Example 1: Manufacture of bonito-derived elastin peptide powder Arterial spheres (100 g) were collected from fresh bonito, washed with running water and ground. As a pretreatment of the raw material, it was immersed in a 0.02N aqueous sodium hydroxide solution for 1 week in a refrigerator. After immersion, excess alkali was removed by running water washing, and running water washing was performed until the discharged liquid became neutral. To this was added 3 volumes of distilled water, heated to 95 ° C., and the supernatant was removed to remove lipids and collagen. The residue was cut into pieces with a food cutter, and Protin AC-10F (manufactured by Yamato Kasei, 0.5%) and protease N “Amano” G (manufactured by Amano Enzyme, 0.1%) were added at 1% of the base mass, Decomposition was performed for 10 hours. Heat deactivation was performed at a temperature of 85 ° C. or higher, and the residue was separated by filtration and centrifugation. Thereafter, the extract clarified by microfiltration was spray-dried to obtain water-soluble elastin peptide powder (8 g).

Example 2: Production of Hamachi-derived elastin peptide powder An elastin peptide powder was obtained in the same manner as in Example 1 using arterial spheres collected from fresh Hamachi as a raw material.

Example 3 Production of Tuna-Derived Elastin Peptide Powder Elastin peptide powder was obtained in the same manner as in Example 1 using arterial spheres collected from fresh tuna as a raw material.

  The amino acid analysis results of the elastin peptides obtained according to Examples 1 to 3 are shown in Table 1 below.

  For any elastin peptide, the total of glycine, alanine, valine and proline content per 1000 residues is 650 residues or more, the sum of aspartic acid and asparagine content is 10 to 35 residues, glutamic acid and glutamine content The total content of lysine, histidine and arginine is 20 to 50 residues, the total content of desmosine and isodesmosine is 0.3 residues or more, and the hydroxyproline content is It turns out that it is 10 residues or less.

  The results of protein, lipid, moisture, and ash content analysis of the elastin peptides obtained in Examples 1 to 3 are shown in Table 2 below.

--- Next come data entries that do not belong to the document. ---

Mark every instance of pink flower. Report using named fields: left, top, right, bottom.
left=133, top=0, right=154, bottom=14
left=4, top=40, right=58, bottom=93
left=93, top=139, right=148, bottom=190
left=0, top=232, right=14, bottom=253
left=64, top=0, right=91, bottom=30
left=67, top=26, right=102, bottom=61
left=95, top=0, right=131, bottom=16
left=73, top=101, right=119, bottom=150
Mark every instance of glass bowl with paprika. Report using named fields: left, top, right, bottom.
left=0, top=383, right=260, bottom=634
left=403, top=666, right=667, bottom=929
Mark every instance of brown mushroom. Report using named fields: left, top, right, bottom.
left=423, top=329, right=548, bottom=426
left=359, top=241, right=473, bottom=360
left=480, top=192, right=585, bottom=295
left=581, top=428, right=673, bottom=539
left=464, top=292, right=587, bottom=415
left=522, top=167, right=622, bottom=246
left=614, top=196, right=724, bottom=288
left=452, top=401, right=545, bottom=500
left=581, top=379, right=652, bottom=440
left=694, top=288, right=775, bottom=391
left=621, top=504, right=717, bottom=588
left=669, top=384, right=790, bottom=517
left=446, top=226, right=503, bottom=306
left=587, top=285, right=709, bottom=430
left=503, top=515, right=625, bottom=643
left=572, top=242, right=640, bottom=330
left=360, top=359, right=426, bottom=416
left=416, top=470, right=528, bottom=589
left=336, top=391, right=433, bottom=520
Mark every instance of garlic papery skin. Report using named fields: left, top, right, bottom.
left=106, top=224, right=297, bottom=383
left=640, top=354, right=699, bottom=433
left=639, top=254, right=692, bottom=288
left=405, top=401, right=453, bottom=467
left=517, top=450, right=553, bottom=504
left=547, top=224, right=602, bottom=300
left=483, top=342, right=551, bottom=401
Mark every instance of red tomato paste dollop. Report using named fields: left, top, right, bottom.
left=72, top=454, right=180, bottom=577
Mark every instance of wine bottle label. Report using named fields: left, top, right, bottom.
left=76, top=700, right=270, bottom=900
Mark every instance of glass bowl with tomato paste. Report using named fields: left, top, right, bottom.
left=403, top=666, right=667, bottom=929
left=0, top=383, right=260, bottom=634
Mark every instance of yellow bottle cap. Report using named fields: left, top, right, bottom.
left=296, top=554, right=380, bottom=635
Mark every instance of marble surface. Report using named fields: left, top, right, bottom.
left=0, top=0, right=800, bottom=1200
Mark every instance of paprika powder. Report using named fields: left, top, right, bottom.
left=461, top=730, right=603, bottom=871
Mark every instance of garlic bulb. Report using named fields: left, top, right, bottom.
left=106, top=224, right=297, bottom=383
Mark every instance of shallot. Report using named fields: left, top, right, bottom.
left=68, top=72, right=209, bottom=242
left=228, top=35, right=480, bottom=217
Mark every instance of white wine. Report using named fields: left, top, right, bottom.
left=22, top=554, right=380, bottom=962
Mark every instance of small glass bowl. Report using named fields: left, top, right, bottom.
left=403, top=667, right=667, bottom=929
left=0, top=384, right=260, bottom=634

  Table 3 below shows the molecular weight measurement results of the elastin peptides obtained in Examples 1 to 3 (measured by size exclusion chromatography using the Japan Food Analysis Center: TSKgel G2500PWXL column). In Table 3, “%” means wt%.

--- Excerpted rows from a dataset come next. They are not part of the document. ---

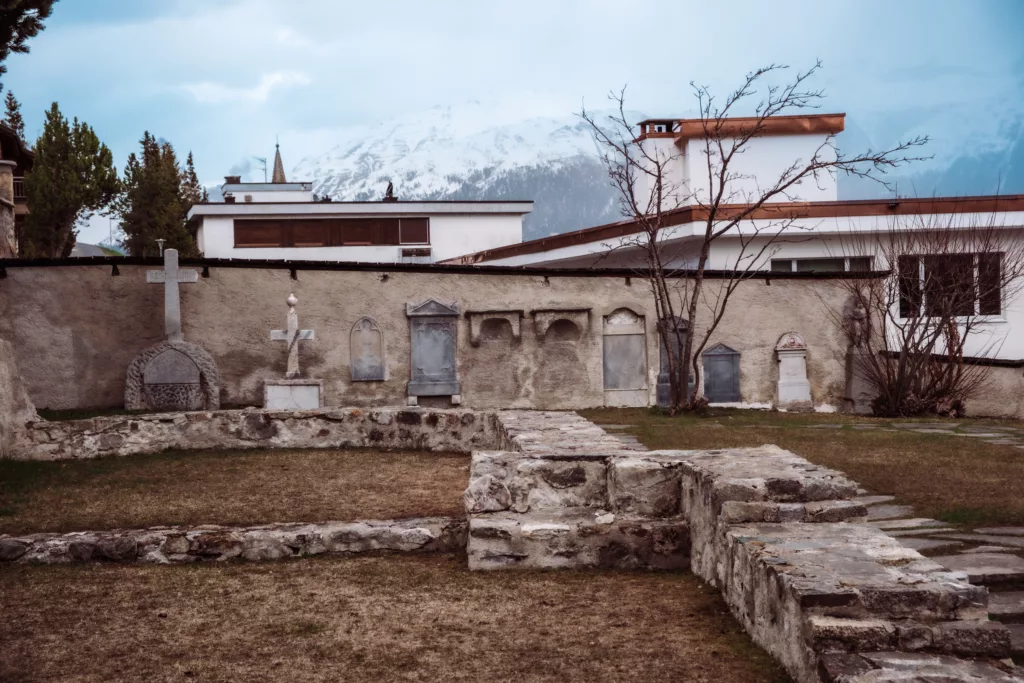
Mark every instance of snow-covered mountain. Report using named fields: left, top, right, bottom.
left=290, top=102, right=626, bottom=240
left=289, top=101, right=1024, bottom=240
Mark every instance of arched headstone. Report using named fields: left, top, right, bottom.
left=603, top=308, right=648, bottom=405
left=349, top=317, right=385, bottom=382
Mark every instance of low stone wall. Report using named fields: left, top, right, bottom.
left=0, top=517, right=466, bottom=564
left=9, top=409, right=499, bottom=460
left=464, top=412, right=1024, bottom=683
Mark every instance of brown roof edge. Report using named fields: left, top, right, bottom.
left=636, top=114, right=846, bottom=141
left=442, top=195, right=1024, bottom=265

  As for any elastin peptide, it can be seen that the proportion occupied by those having a molecular weight of 1000 or less is 70% or more.

Example 4: Human-derived anterior cruciate ligament cell proliferation test In each of the tests in this example and the following examples, the anterior cruciate ligament removed from a rheumatoid arthritis patient or a knee osteoarthritis patient was isolated after tissue culture. Cells were used. Human-derived anterior cruciate ligament-derived cells cultured in a culture flask are placed in a 96-well plate at 5,000.
Cells / cm ² were seeded (medium: 10% FBS DMEM). After culturing at 37 ° C. under 5% CO ₂ conditions for 24 hours, the culture medium in the wells was removed, and DMEM containing 0.5% FBS was added, followed by further culturing under the same conditions for 24 hours. The culture solution in the well was removed, washed with DPBS, and then DPBS was removed. Prepare bonito-derived elastin peptide and Pro-Gly (isolated from bonito-derived elastin peptide) to a concentration of 0, 5, 50, 500, 5000, 50000 ng / mL in DMEM containing 0.5% FBS. Added to wells. The cells were cultured for 2 days under conditions of 37 ° C. and 5% CO ₂ , and the number of cells was confirmed using cell counting kit-8.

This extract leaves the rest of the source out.